Groups of people are squatting on the ground, doing nothing, waiting for nothing, expecting nothing; buffaloes and cattle are feeding on the thin grass, and camels are kneeling near in stately indifference; women in blue-black robes come—the everlasting sight—to draw water. The whole passes in a dumb show. The hot sun bathes all.

We pass next the late residence of a hermit, a Moslem “welee” or holy man. On a broad ledge of the cliff, some thirty feet above the water, is a hut built of stone and plaster and whitewashed, about twelve feet high, the roof rounded like an Esquimau snow-hut and with a knob at the top. Here the good man lived, isolated from the world, fed by the charity of passers-by, and meditating on his own holiness. Below him, out of the rock, with apparently no better means of support than he had, grows an acacia-tree, now in yellow blossoms. Perhaps the saint chewed the gum-arabic that oozed from it. Just above, on the river, is a slight strip of soil, where he used to raise a few cucumbers and other cooling vegetables. The farm, which is no larger than two bed blankets, is deserted now. The saint died, and is buried in his house, in a hole excavated in the rock, so that his condition is little changed, his house being his tomb, and the Nile still soothing his slumber.
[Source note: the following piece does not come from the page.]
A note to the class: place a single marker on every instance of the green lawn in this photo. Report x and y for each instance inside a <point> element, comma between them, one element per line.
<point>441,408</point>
But if it is easy to turn a house into a tomb it is still easier to turn a tomb into a house. Here are two square-cut tombs in the rock, of which a family has taken possession, the original occupants probably having moved out hundreds of years ago. Smoke is issuing from one of them, and a sorry-looking woman is pulling dead grass among the rocks for fuel. There seems to be no inducement for any one to live in this barren spot, but probably rent is low. A little girl seven or eight years old comes down and walks along the bank, keeping up with the boat, incited of course by the universal expectation of backsheesh. She has on a head-veil, covering the back of the head and neck and a single shirt of brown rags hanging in strings. I throw her an apple, a fruit she has probably never seen, which she picks up and carries until she joined is by an elder sister, to whom she shows it. Neither seems to know what it is. The elder smells it, sticks her teeth into it, and then takes a bite. The little one tastes, and they eat it in alternate bites, growing more and more eager for fair bites as the process goes on.
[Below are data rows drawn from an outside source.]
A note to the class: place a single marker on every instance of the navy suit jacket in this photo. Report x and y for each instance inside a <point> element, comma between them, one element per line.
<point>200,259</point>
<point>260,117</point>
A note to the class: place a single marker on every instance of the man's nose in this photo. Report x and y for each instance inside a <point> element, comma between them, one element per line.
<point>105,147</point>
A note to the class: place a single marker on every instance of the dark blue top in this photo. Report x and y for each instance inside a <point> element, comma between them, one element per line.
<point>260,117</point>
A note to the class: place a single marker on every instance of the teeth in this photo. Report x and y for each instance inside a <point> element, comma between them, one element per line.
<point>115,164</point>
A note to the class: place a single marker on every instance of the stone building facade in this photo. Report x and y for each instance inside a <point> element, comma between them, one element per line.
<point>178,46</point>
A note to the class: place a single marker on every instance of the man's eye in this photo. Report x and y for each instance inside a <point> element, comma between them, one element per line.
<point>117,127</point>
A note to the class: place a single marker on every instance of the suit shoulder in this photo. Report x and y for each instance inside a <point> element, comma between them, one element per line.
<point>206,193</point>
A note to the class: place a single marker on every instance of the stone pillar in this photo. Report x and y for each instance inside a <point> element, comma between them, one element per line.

Near the southern end of the cliffs of Gebel Aboofayda are the crocodile-mummy pits which Mr. Prime explored; caverns in which are stacked up mummied crocodiles and lizards by the thousands. We shall not go nearer to them. I dislike mummies; I loathe crocodiles; I have no fondness for pits. What could be more unpleasant than the three combined! To crawl on one's stomach through crevices and hewn passages in the rock, in order to carry a torch into a stifling chamber, packed with mummies and cloths soaked in bitumen, is an exploit that we willingly leave to Egyptologists. If one takes a little pains, he can find enough unpleasant things above ground.
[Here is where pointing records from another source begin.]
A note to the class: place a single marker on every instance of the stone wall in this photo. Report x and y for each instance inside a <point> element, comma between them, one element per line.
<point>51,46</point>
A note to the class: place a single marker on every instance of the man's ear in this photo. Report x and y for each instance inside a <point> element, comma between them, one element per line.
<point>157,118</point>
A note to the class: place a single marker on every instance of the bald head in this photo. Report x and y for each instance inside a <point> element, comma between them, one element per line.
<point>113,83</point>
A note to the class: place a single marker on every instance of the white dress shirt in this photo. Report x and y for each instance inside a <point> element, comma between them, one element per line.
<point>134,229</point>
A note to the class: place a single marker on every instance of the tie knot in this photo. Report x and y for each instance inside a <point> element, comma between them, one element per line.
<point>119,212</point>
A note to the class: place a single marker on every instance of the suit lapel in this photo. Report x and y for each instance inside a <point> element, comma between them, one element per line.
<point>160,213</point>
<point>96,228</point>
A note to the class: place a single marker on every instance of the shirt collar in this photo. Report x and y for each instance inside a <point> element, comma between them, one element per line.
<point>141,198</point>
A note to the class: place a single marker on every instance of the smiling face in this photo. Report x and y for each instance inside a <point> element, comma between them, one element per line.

It requires all our skill to work the boat round the bend above these cliffs; we are every minute about to go aground on a sand-bar, or jibe the sail, or turn about. Heaven only knows how we ever get on at all, with all the crew giving orders and no one obeying. But by five o'clock we are at the large market-town of Manfaloot, which has half a dozen minarets and is sheltered by a magnificent palm-grove. You seem to be approaching an earthly paradise; and one can keep up the illusion if he does not go ashore. And yet this is a spot that ought to interest the traveler, for here Lot is said to have spent a portion of the years of his exile, after the accident to his wife.

At sunset old Abo Arab comes limping along the bank with a tin pail, having succeeded at length in overtaking the boat; and in reply to the question, where he has been asleep all day, pulls out from his bosom nine small fish as a peace-offering. He was put off at sunrise to get milk for breakfast. What a happy-go-lucky country it is.